Tão ou mais impactante que a valorização do token, o sinal verde da SEC aos ETFs de ethereum pode abrir o caminho para que outros tokens nativos de projetos, inclusive concorrentes, como Solana, saiam no "cercadinho" e adentrem o mercado de capitais tradicional (que já nem é mais tão tradicional assim desde janeiro).
Sob outro aspecto, Theodoro Fleury, gestor e diretor de investimentos da QR Asset Management, pontua que "a proximidade das eleições presidenciais nos EUA pode ter sido determinante na decisão da SEC".
Segundo Fleury, "com a forte perseguição instituída contra o mercado cripto em geral por Gary Gensler, atual presidente da SEC, criou-se a narrativa de que republicanos são mais favoráveis ao setor do que democratas".
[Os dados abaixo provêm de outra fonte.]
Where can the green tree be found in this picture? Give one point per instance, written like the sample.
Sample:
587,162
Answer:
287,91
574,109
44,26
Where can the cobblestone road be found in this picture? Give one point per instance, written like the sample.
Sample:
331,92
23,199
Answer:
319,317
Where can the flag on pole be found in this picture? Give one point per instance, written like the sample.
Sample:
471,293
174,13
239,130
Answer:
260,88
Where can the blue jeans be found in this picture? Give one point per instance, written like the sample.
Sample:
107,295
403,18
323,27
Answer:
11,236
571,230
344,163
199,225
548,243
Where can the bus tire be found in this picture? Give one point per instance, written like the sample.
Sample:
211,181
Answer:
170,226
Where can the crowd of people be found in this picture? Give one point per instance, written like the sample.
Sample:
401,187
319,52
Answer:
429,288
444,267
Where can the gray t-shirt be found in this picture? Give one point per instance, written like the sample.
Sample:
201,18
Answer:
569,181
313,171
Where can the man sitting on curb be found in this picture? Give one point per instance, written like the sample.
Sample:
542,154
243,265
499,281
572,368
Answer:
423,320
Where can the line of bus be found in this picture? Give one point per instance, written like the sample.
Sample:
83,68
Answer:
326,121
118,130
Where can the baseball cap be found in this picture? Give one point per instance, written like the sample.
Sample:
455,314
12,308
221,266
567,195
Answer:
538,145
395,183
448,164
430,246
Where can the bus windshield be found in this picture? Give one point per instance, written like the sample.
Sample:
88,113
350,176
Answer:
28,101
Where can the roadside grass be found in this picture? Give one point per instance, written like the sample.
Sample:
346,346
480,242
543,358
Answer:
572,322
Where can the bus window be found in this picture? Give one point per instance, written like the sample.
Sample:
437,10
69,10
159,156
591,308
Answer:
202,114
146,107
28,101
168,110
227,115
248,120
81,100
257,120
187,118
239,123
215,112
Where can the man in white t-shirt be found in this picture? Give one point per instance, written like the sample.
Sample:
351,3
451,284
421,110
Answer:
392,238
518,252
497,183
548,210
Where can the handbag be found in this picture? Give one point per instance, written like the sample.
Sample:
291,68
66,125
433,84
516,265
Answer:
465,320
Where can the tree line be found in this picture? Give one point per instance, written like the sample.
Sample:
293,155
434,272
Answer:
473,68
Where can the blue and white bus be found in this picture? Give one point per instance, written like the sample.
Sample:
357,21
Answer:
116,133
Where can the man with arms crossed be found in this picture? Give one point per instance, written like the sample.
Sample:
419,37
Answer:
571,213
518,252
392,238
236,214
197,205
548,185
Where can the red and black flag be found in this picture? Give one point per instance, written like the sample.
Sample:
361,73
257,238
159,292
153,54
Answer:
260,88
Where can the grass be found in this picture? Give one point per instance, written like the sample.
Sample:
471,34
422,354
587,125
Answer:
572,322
Entretanto, observa, os apoiadores do ecossistema de ativos digitais são cada vez mais numerosos, e tanto democratas quanto republicanos precisam de seus votos nas próximas eleições. "A aprovação mostra uma clara flexibilização da postura de Gensler, em um sinal de que os democratas andam preocupados com os votos vindos de representantes do setor."